17 de septiembre de 2014

Frágil.

Por las mañanas, un pequeño rayo de luz se cala por las cortinas.
Por las noches, un reflejo de las luces de la ciudad cruza por las ventanas de mi habitación.
Por las tardes, los recuerdos de tiempos pasados bailan al son del viento, gritos de pequeños niños jugando se inyectan a través de mi oídos y supuran, agonizan en torno a una mente sin recuerdos.

Me siento frágil y fácilmente rompible cuando los fulgores de las épocas del día tocan mi piel, causan estragos en mis ojos y dejan una sensación desconocida en mi interior.
Me siento frágil cuando unos ojos cafés y achinados me miran con curiosidad, como si fuera una especie de ejercicio matemático que debiera resolver.

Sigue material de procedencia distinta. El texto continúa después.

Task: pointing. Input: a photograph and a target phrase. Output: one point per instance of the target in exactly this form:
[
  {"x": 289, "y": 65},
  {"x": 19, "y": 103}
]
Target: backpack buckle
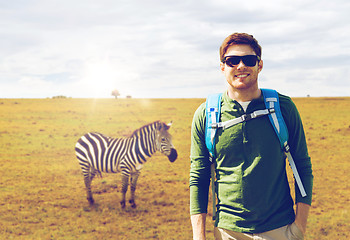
[{"x": 246, "y": 117}]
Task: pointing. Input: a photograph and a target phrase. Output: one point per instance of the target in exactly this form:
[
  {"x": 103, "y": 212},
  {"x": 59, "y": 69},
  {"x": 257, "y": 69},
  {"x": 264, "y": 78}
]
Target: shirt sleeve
[
  {"x": 200, "y": 164},
  {"x": 298, "y": 149}
]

Cuando me sonríen, cuando me miran con cautela, con recelo, cuando atisbo un poco del miedo que me tiene. Él sabe lo capaz que soy de herir a la gente.
Me siento frágil cuando por las mañanas soleadas, las tardes nubladas y las noches oscuras mi cuerpo se contrae y arquea en busca de una paz inexistente. ¿Aterida, dices? Sí, se parece mucho a eso.

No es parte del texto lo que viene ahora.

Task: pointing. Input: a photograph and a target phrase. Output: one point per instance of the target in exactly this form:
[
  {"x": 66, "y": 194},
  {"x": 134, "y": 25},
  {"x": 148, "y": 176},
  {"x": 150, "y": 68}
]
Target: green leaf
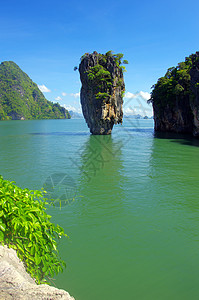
[
  {"x": 1, "y": 236},
  {"x": 2, "y": 226}
]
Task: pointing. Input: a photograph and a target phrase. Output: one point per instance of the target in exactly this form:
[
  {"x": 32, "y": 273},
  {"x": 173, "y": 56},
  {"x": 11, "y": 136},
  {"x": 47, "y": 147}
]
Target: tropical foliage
[
  {"x": 99, "y": 76},
  {"x": 175, "y": 85},
  {"x": 26, "y": 227}
]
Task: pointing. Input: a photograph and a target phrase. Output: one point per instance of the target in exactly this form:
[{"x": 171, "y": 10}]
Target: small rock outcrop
[
  {"x": 102, "y": 91},
  {"x": 175, "y": 98},
  {"x": 15, "y": 283}
]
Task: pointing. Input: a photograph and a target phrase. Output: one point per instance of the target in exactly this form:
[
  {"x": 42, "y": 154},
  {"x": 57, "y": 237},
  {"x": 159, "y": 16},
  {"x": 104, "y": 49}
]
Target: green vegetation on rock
[
  {"x": 175, "y": 85},
  {"x": 20, "y": 97},
  {"x": 26, "y": 227},
  {"x": 99, "y": 76}
]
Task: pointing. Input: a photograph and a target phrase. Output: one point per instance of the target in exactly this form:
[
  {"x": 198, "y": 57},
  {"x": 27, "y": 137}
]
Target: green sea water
[{"x": 134, "y": 223}]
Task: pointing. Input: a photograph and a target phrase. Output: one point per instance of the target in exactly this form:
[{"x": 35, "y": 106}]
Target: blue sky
[{"x": 47, "y": 38}]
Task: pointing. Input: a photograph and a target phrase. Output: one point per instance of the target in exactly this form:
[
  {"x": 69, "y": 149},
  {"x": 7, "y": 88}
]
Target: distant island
[
  {"x": 21, "y": 99},
  {"x": 102, "y": 90},
  {"x": 175, "y": 98}
]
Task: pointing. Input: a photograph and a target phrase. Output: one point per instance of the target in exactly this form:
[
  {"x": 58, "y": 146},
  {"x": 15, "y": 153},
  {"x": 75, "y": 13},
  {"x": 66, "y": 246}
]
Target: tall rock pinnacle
[{"x": 102, "y": 91}]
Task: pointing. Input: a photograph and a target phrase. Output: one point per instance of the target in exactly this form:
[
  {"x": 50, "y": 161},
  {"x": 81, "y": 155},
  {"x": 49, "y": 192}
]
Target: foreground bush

La búsqueda constante de la felicidad me tiene fuera de mi cuerpo.
La palabra inefable se pasea ante mis parpados desfigurados por el cansancio que no logro suprimir.
El dédalo se ha desatado en mi cabeza, en mis ojos, en mi pecho.
Vago por mundos extraños y colores jamás antes vistos, no sé qué es pesadilla, no sé qué es fantasía, qué es realidad. Me gustaría decir que perdí el rumbo, pero la verdad es que sigo igual que siempre.

Ineluctable. La inepcia gobierna las lluvias ácidas que caen por cuerpos descubiertos.
Heridas de carnavales fermentados enmarcan pieles blanquecinas de animales libres, que en algún momento estuvieron tras las rejas.
Me dijeron: Hacía el caos. Y yo pregunté por la calma. El silencio fue la única respuesta que recibí.

Hacia el caos y la calma, me dijeron un día, pero antes de poder seguir sus pasos, ya todos habían desaparecido.